I assume that whatever that is processed by AI service are generally retained for product improvements (training).
by mikrotikker
0 subcomment
- This company is an absolute joke now, if you're not desperately trying to jump ship at this point then you will go down with it.
by dolphinscorpion
1 subcomments
- A bug here and a bug there...
- I more and more see a bug in my mouth that tries to encourage my boss to cancel Microsoft 365. I did not find the root cause yet
by josefritzishere
0 subcomment
- AI is such garbage. There is considerable overlap between the security practices of AI and that of the slowest interns in the office.
by nickdothutton
0 subcomment
- "...including messages that carry confidentiality labels."
Trusted operating system Mandatory Access Control where art thou?
- None of this should surprise anyone by now. You are being lied to, continually.
You guys need to read the actual manifestos these AI leaders have written. And if not them, then read the propagandist stories they have others write like The Overstory by Richard Powers which is an arrogant pile of trash that culminates in the moral:
humans are horrible and obsolete and all should die and leave the earth for our new AI child
Which is of course, horseshit. They just want most people to die off, not all. And certainly not themselves.

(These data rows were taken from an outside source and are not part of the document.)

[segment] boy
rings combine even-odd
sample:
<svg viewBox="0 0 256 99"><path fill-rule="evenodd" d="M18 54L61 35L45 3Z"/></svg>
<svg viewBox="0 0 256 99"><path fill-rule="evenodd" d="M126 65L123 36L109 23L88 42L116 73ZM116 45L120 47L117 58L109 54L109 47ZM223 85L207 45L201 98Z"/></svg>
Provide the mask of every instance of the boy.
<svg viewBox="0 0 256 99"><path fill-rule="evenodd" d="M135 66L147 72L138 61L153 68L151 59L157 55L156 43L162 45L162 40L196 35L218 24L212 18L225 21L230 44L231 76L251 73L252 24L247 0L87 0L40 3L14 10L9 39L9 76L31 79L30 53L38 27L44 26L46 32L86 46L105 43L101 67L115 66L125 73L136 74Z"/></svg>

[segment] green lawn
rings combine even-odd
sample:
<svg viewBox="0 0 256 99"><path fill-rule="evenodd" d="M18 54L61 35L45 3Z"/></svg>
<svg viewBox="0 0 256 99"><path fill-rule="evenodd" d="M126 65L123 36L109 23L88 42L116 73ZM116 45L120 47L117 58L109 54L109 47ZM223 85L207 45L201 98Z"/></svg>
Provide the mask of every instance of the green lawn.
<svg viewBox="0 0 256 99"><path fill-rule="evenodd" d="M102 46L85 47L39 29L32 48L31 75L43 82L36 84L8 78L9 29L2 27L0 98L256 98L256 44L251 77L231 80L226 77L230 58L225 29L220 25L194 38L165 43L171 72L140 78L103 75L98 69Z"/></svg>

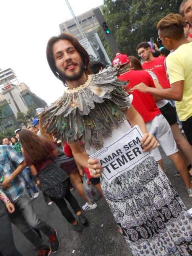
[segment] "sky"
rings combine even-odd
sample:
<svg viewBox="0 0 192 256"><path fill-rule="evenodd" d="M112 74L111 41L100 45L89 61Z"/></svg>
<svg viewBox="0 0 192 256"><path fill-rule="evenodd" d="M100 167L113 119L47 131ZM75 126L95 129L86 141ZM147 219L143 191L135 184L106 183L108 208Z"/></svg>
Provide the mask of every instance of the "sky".
<svg viewBox="0 0 192 256"><path fill-rule="evenodd" d="M78 16L103 4L103 0L68 0ZM46 49L59 24L72 18L65 0L1 1L0 68L12 68L20 83L50 104L64 86L47 63Z"/></svg>

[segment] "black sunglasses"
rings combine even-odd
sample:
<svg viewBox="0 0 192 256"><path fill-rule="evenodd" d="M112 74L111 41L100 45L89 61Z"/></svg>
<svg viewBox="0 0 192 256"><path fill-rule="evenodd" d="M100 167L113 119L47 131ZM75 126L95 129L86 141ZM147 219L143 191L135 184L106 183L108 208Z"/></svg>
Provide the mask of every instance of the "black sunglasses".
<svg viewBox="0 0 192 256"><path fill-rule="evenodd" d="M166 37L169 37L170 38L172 38L172 39L173 39L173 38L171 36L165 36L165 37L164 37L163 38L161 38L161 39L159 38L159 37L158 37L157 39L157 41L160 44L162 44L162 40L163 40L163 39L164 39Z"/></svg>

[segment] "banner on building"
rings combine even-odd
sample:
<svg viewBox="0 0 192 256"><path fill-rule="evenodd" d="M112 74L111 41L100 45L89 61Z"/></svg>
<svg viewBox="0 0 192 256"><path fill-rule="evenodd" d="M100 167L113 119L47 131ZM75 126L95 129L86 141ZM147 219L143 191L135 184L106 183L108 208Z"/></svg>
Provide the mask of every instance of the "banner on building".
<svg viewBox="0 0 192 256"><path fill-rule="evenodd" d="M106 66L111 64L97 33L80 40L79 42L88 52L90 61L99 61Z"/></svg>

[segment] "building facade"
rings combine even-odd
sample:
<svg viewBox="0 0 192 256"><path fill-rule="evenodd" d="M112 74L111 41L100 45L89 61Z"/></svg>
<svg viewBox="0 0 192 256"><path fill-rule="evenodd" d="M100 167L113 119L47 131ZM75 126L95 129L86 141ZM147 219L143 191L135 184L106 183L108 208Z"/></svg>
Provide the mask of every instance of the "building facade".
<svg viewBox="0 0 192 256"><path fill-rule="evenodd" d="M97 7L102 12L102 5ZM97 19L92 9L76 16L82 30L86 36L89 36L97 32L99 26ZM76 24L75 19L73 18L67 20L59 25L61 33L66 32L71 34L79 41L83 39L83 36Z"/></svg>
<svg viewBox="0 0 192 256"><path fill-rule="evenodd" d="M0 70L0 104L4 108L0 132L7 128L19 127L17 121L18 112L26 114L30 106L44 108L47 105L44 100L32 93L25 84L20 84L10 68ZM35 110L33 114L35 116Z"/></svg>

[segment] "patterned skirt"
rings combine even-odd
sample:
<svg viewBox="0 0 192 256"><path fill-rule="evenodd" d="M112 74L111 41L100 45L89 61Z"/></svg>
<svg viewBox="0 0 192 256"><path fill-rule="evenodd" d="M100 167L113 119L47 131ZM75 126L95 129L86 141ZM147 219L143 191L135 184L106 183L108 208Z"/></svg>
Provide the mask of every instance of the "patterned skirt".
<svg viewBox="0 0 192 256"><path fill-rule="evenodd" d="M191 216L153 157L101 184L133 255L192 255Z"/></svg>

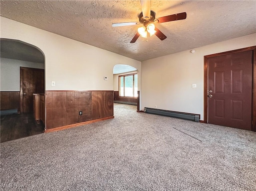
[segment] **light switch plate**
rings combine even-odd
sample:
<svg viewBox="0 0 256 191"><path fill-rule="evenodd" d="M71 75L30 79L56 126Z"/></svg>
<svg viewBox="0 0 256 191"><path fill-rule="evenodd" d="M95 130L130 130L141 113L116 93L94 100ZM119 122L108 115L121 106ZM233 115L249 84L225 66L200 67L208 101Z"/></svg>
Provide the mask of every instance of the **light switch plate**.
<svg viewBox="0 0 256 191"><path fill-rule="evenodd" d="M51 84L52 84L52 86L55 86L55 81L52 81Z"/></svg>

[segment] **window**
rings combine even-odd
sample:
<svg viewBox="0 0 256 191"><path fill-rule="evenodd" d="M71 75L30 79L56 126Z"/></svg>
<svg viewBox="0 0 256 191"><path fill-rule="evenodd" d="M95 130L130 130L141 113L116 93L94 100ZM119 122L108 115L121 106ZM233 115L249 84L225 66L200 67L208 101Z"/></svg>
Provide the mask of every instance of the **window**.
<svg viewBox="0 0 256 191"><path fill-rule="evenodd" d="M119 76L119 96L137 97L138 74Z"/></svg>

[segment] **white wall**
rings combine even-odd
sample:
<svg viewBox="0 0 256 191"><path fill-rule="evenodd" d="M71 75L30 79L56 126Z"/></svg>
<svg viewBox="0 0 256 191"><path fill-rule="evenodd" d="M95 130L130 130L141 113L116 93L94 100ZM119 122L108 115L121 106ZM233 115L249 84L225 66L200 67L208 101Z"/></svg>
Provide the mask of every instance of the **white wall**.
<svg viewBox="0 0 256 191"><path fill-rule="evenodd" d="M21 66L44 69L44 64L1 58L1 91L20 91L20 67Z"/></svg>
<svg viewBox="0 0 256 191"><path fill-rule="evenodd" d="M116 64L137 69L141 62L3 17L1 38L20 40L40 49L45 56L46 90L113 90ZM104 80L104 77L108 77ZM55 87L51 86L55 81Z"/></svg>
<svg viewBox="0 0 256 191"><path fill-rule="evenodd" d="M204 56L256 45L256 33L143 61L141 109L201 115L204 120ZM197 87L192 88L196 84Z"/></svg>
<svg viewBox="0 0 256 191"><path fill-rule="evenodd" d="M119 91L119 83L118 81L119 79L118 76L121 76L122 75L126 75L126 74L134 74L134 73L137 73L137 71L133 71L132 72L126 72L125 73L122 73L121 74L114 74L113 75L113 84L114 87L114 91Z"/></svg>

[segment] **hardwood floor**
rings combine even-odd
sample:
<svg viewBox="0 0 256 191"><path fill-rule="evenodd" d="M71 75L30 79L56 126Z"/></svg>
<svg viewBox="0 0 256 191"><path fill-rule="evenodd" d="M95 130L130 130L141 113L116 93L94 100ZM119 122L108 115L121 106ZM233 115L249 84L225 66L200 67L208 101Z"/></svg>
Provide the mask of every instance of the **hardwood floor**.
<svg viewBox="0 0 256 191"><path fill-rule="evenodd" d="M0 142L43 133L44 127L42 122L37 124L32 112L1 115Z"/></svg>

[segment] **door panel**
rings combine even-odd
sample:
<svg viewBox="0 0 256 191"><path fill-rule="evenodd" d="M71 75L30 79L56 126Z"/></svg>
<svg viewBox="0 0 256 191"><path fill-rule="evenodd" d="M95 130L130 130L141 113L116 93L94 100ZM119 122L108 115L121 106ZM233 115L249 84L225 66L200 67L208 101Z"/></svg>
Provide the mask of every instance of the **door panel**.
<svg viewBox="0 0 256 191"><path fill-rule="evenodd" d="M250 130L252 51L208 59L208 122Z"/></svg>
<svg viewBox="0 0 256 191"><path fill-rule="evenodd" d="M33 112L33 94L44 93L44 70L20 68L22 112Z"/></svg>

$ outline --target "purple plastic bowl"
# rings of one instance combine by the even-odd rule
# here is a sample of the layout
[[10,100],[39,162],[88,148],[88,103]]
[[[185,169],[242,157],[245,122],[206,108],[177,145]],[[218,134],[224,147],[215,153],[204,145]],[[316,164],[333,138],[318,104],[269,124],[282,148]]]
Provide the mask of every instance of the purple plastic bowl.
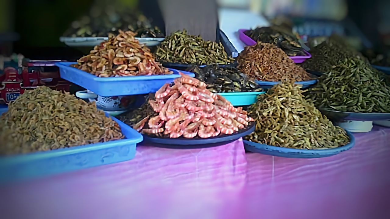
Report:
[[[252,38],[246,35],[244,33],[244,31],[246,31],[247,30],[244,29],[240,29],[238,30],[238,33],[241,41],[244,42],[247,46],[253,46],[256,44],[256,41],[252,39]],[[306,50],[303,51],[305,53],[307,54],[307,55],[298,55],[296,56],[289,56],[296,63],[301,63],[304,61],[312,57],[312,55]]]

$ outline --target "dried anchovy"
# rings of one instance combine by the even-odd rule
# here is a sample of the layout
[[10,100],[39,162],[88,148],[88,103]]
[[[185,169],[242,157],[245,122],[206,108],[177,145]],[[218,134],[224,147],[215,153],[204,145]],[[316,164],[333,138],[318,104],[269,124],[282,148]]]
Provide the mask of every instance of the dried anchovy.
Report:
[[200,36],[187,34],[185,30],[166,37],[155,54],[160,61],[181,64],[227,64],[234,61],[220,42],[206,41]]
[[[94,102],[44,86],[26,91],[0,118],[0,154],[25,153],[123,138]],[[8,131],[3,131],[8,130]]]
[[133,32],[119,31],[72,66],[101,77],[173,73],[155,61],[150,49],[140,44]]
[[258,27],[254,30],[246,30],[244,33],[256,42],[276,45],[282,49],[287,55],[306,55],[296,36],[285,28],[276,26]]
[[319,108],[343,112],[390,113],[390,87],[369,64],[346,58],[308,90]]
[[237,58],[238,69],[259,81],[296,81],[312,79],[310,74],[275,45],[265,42],[246,46]]
[[[174,85],[166,84],[156,92],[155,99],[148,101],[158,114],[147,113],[133,128],[154,136],[207,138],[231,134],[253,121],[242,108],[235,108],[223,97],[207,90],[204,82],[180,74]],[[130,117],[130,121],[125,117],[124,122],[139,120],[138,115]]]
[[119,120],[130,126],[133,126],[141,121],[144,118],[149,117],[152,117],[158,115],[158,113],[153,110],[149,101],[155,101],[154,94],[149,94],[145,100],[145,102],[138,109],[129,111],[126,114],[117,117]]
[[337,148],[349,141],[314,104],[304,99],[301,86],[292,82],[275,85],[250,107],[255,131],[245,138],[269,145],[298,149]]
[[200,68],[195,66],[188,71],[206,83],[207,89],[213,93],[261,91],[260,85],[249,79],[236,68],[221,68],[216,66]]
[[327,73],[339,62],[347,58],[353,57],[367,62],[361,53],[345,43],[340,42],[340,41],[337,39],[338,39],[335,37],[330,38],[312,48],[310,51],[312,57],[302,63],[302,67],[305,69]]
[[[111,6],[111,5],[110,5]],[[163,37],[151,21],[138,12],[117,10],[115,7],[94,7],[88,15],[72,22],[64,35],[69,37],[107,37],[118,30],[131,30],[140,37]],[[101,8],[104,8],[102,11]]]

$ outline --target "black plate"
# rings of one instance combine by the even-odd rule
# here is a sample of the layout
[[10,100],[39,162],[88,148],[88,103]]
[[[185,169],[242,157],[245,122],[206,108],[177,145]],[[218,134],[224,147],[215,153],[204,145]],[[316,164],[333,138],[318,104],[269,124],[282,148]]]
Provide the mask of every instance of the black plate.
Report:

They don't care about your confidential information, or anything else about you.
by kevincloudsec
0 subcomment
- calling it a bug is generous. the whole point of these tools is to read everything you have access to. the 'bug' is that it worked exactly as designed but on the wrong emails
by Blackstrat
0 subcomment
- Just one more reason to abandon Microsoft. If ever Linux had an opportunity to breakout on the desktop, the proliferation of "AI" and privacy intrusion from the likes of Microsoft would seem to have opened that window. Yes, it would mean giving up some applications, at least temporarily, but the benefit in control and privacy makes that a fair trade off. Unlike the majority here, I don't want ANY "AI" features on my desktop, phone, car, or any appliance that I own. This is true of the "cloud" as well. Trusting corporate entities to have your best interests in mind is naive at best.
by wartywhoa23
0 subcomment
- An exemplar BaaF corporation (Bug as a Feature).
- Initial date of issue 3rd Feb 2026
by DecoPerson
0 subcomment
- I wonder, is Microsoft doing “outsider trading”, where they covertly pipe analytical data to the executives’ independently-owned stock trading houses as “tips”? They’ve had access to so many corporate internal emails for so long, with MS365, but Copilot is the perfect way to mask such analysis. Also Copilot would be good at analysing emails and providing useful “tips”.
Just my whacky conspiracy theory of the day!
- microsoft may very well be the MOST sinking ship to ever sink.
- Microsoft deploying buggy software is hardly news.
- Why was this bug not found in testing?
by indiekitai
4 subcomments
- [dead]
- [dead]
by ghostclaw-cso
0 subcomment
- [dead]
- I'm shocked. Shocked!
- Oh, poor desperate Microsoft. No amount of bug fixing is going to fix Microsoft. Now that they've embarked on the LLM journey they're not going to know what's going to hit them next.